А вот с Фёдором Михайловичем, которому тоже вменялось в вину изучение системы Фурье, обошлись гораздо суровее. Наверное, вы знаете, что его приговорили к смертной казни, причём смертная казнь была отменена на самой последней секунде. Всё было обставлено очень здорово. Приговорённых привезли на плац, одели в длинные смертные саваны, разделили на «тройки». Фёдор Михайлович попал во вторую «тройку». Первую привязали к столбам, завязали глаза, офицер скомандовал: «Готовьсь!» И только в этот момент прискакал фельдфебель, подал офицеру бумагу, тот её прочитал, и казнь отменили, пленных развязали и увели. Для Достоевского, надо сказать, это было потрясающе, такой удар, такой шок, который перевернул всю его жизнь, потому что он с ней уже попрощался тогда. Кстати, Достоевский и Данилевский позже встречались, уже в семидесятых годах, и, в общем, друг друга уважали. И совершенно Достоевский не был в обиде на Данилевского, что тому удалось так удачно отбрехаться.
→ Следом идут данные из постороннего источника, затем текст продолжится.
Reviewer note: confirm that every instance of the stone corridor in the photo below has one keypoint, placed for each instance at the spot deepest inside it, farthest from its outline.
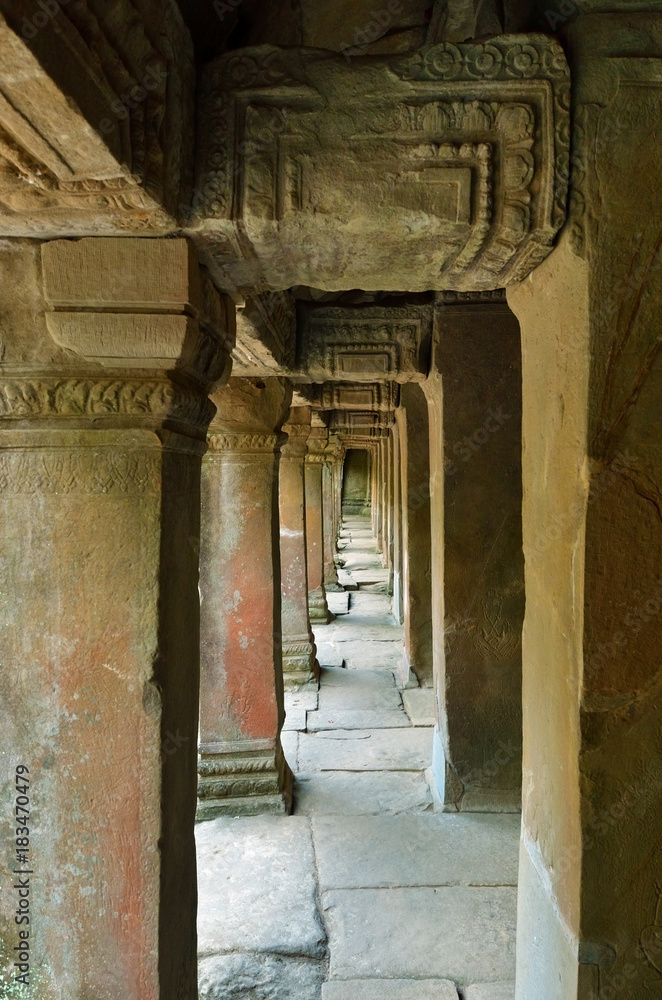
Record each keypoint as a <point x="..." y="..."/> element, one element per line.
<point x="365" y="892"/>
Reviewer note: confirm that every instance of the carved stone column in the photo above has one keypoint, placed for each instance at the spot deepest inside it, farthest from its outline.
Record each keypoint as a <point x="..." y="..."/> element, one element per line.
<point x="298" y="645"/>
<point x="330" y="530"/>
<point x="416" y="537"/>
<point x="242" y="768"/>
<point x="478" y="573"/>
<point x="99" y="617"/>
<point x="315" y="459"/>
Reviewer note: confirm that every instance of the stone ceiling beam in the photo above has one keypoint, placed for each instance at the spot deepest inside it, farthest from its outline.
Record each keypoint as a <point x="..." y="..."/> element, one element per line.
<point x="443" y="169"/>
<point x="96" y="118"/>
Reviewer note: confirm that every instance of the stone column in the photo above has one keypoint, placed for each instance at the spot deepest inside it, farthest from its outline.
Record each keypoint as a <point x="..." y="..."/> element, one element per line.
<point x="100" y="488"/>
<point x="315" y="459"/>
<point x="478" y="654"/>
<point x="397" y="525"/>
<point x="329" y="531"/>
<point x="242" y="768"/>
<point x="299" y="663"/>
<point x="416" y="537"/>
<point x="590" y="869"/>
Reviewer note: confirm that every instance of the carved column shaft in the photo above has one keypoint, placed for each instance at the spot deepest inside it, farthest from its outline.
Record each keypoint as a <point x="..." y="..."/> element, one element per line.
<point x="329" y="519"/>
<point x="477" y="451"/>
<point x="299" y="663"/>
<point x="318" y="607"/>
<point x="99" y="613"/>
<point x="242" y="768"/>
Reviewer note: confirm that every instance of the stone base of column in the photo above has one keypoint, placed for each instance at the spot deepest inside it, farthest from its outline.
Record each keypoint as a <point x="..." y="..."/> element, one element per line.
<point x="300" y="665"/>
<point x="243" y="778"/>
<point x="318" y="609"/>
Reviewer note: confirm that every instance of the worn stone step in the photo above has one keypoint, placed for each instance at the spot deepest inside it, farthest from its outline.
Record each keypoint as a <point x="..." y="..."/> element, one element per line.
<point x="454" y="932"/>
<point x="345" y="793"/>
<point x="366" y="750"/>
<point x="257" y="888"/>
<point x="419" y="706"/>
<point x="389" y="989"/>
<point x="490" y="991"/>
<point x="356" y="719"/>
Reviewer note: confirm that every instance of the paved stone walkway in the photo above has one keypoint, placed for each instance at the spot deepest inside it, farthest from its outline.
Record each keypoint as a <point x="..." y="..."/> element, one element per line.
<point x="365" y="893"/>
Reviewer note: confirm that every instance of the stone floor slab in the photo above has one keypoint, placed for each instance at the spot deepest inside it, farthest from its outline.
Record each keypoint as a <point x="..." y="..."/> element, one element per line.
<point x="389" y="989"/>
<point x="419" y="706"/>
<point x="306" y="697"/>
<point x="424" y="850"/>
<point x="357" y="719"/>
<point x="328" y="656"/>
<point x="368" y="690"/>
<point x="260" y="977"/>
<point x="490" y="991"/>
<point x="366" y="750"/>
<point x="257" y="889"/>
<point x="295" y="720"/>
<point x="344" y="793"/>
<point x="457" y="933"/>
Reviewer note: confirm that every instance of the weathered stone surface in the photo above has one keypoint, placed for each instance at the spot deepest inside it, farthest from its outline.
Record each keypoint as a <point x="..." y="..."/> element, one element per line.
<point x="258" y="976"/>
<point x="419" y="706"/>
<point x="357" y="852"/>
<point x="364" y="750"/>
<point x="490" y="991"/>
<point x="397" y="190"/>
<point x="242" y="768"/>
<point x="359" y="690"/>
<point x="389" y="989"/>
<point x="266" y="335"/>
<point x="478" y="652"/>
<point x="397" y="933"/>
<point x="364" y="344"/>
<point x="100" y="617"/>
<point x="340" y="793"/>
<point x="97" y="122"/>
<point x="256" y="887"/>
<point x="356" y="719"/>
Тем не менее, эта история повлияла на всю жизнь Данилевского. Он уже никогда не жил в наших обеих столицах, всё время где-то на периферии. А позже поселился в Крыму, в селении Мшатка. Это самая южная часть Крыма, где Форос, там, где была дача Горбачёва. Там Данилевский и жил последние свои пятнадцать лет. И там он и заканчивал свою книгу «Россия и Европа». И, между прочим, в этом имении, которое он купил по дешёвке, Данилевский и похоронен, там его могила.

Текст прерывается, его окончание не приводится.